Max runtime: 16:13:09

Min runtime: 3:36:23

Ending timestamp#2023-08-06 21:13:40
Total elapsed time: 05:51:38

Check for errors

You can check for jobs errors running these commands:

# For general errors
cat general.err
# For control script errors
cat control.err
# For specific job errors
cat tmp/*/general.err

A little example that shows a simple usecase of HPC-T-Annotator on a HPC cluster.

Step-by-step example

Assume you have to run the BLASTX software on a transcriptome file input.fa against the NR database.

Let

  • /home/user/assembly/input.fa be the transcriptome file's absolute path and
  • /home/user/DATABASES/NR be the database's absolute path.

Suppose also that you have an HPC cluster, with the SLURM workload manager, at your disposal. Both the transcriptome file and the database (and the executable binary as well) are already available on the cluster. You can run HPC-T-Annotator on your cluster by generating all the necessary files through our interface, filling out the form as follows.

HPC-T-Annotator example HPC-T-Annotator example

The images above show the filled HPC-T-Annotator interface. In this context, we have assumed that:

  • Job name: is "my_test_job".
  • Account name: is "job_account".
  • Serial partition: is "g100_all_serial".
  • Parallel partition: is "g100_usr_prod".
  • Number of Processes: is 10.
  • Number of Threads: is 48.
  • Wall time (hours): is 1.
  • Memory per process (GB): is 15.

and the following software settings:

  • Alignment Software: is Diamond.
  • Tool: is BLASTX.
  • Database: is /home/user/DATABASES/NR.
  • Input file: is /home/user/assembly/input.fa.
  • Outdir: is /home/user/assembly.
  • Binary: is /home/user/bin/diamond.
  • Outformat: is "6 qseqid sseqid pident length mismatch gapopen qstart qend sstart send evalue bitscore".
  • Additional options: are -k 5 --ultra-sensitive.

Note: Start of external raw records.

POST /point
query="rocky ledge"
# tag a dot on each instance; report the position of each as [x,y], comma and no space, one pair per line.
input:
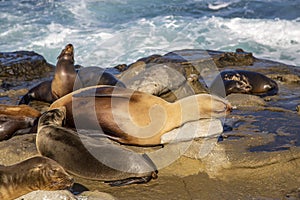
[257,156]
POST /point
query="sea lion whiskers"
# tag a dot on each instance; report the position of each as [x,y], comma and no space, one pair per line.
[55,117]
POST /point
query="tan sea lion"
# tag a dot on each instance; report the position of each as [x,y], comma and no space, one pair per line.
[67,78]
[16,118]
[89,158]
[133,117]
[36,173]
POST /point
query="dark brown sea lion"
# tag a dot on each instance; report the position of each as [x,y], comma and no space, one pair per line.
[249,82]
[16,118]
[36,173]
[134,117]
[89,158]
[66,79]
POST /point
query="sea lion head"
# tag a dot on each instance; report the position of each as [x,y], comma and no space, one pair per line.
[53,117]
[67,53]
[47,174]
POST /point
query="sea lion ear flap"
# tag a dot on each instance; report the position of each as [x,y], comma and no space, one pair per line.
[38,167]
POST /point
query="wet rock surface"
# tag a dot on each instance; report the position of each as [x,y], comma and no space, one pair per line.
[257,156]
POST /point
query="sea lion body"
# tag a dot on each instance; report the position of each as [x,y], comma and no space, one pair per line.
[67,79]
[249,82]
[16,118]
[108,162]
[65,73]
[134,117]
[37,173]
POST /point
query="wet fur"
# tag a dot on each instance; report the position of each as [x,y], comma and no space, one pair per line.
[65,146]
[37,173]
[145,110]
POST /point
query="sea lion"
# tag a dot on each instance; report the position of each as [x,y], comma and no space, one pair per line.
[134,117]
[66,76]
[36,173]
[16,118]
[249,82]
[89,158]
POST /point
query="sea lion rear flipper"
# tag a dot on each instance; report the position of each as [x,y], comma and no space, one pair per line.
[129,181]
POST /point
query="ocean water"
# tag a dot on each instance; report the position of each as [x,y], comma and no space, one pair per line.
[110,32]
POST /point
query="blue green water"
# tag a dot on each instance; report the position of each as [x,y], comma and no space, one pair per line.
[109,32]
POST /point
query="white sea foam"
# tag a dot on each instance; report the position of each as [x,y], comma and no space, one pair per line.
[97,43]
[218,5]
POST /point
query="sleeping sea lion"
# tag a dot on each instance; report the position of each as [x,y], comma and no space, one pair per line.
[249,82]
[66,76]
[36,173]
[133,117]
[16,118]
[89,158]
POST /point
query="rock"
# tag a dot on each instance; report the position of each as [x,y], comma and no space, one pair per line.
[245,100]
[66,195]
[203,128]
[49,195]
[95,195]
[23,65]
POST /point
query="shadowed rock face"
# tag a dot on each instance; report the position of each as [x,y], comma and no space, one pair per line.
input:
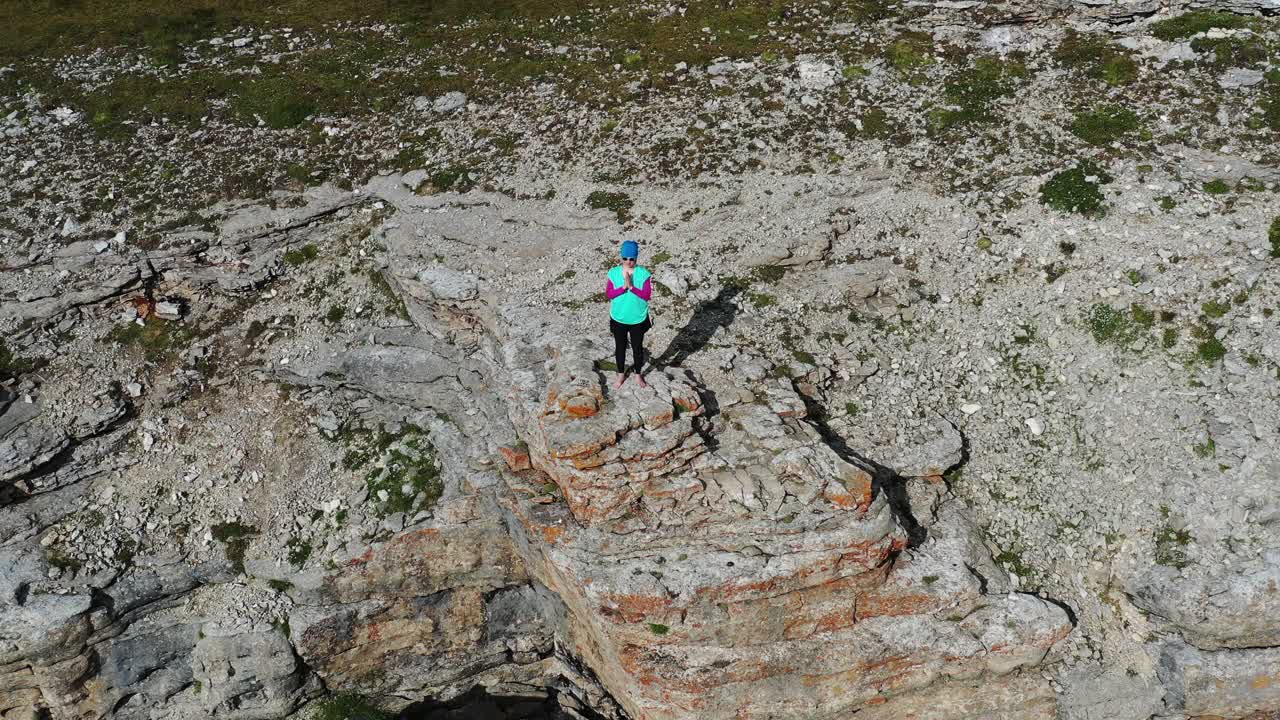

Now, all we have to do is click on the "Generate" button and the interface automatically generates the software package in TAR format. After that, you can upload the package to your HPC cluster using the scp Unix command as follows:


scp hpc-t-annotator.tar user@cluster_domain:path/hpc-t-annotator.tar

Where cluster_domain is the domain name of the HPC cluster, path is the path where the software package is uploaded, and user is the username of your account on the HPC cluster.


Now, you have to extract the software package using the tar Unix command as follows:


tar -xf hpc-t-annotator.tar && rm hpc-t-annotator.tar

After that, you can run the start.sh script on the HPC cluster using the following command:


sbatch start.sh

After the computation process has ended (check the general.log file for the status), the final result will be in the /home/user/assembly/final_blast.tsv file.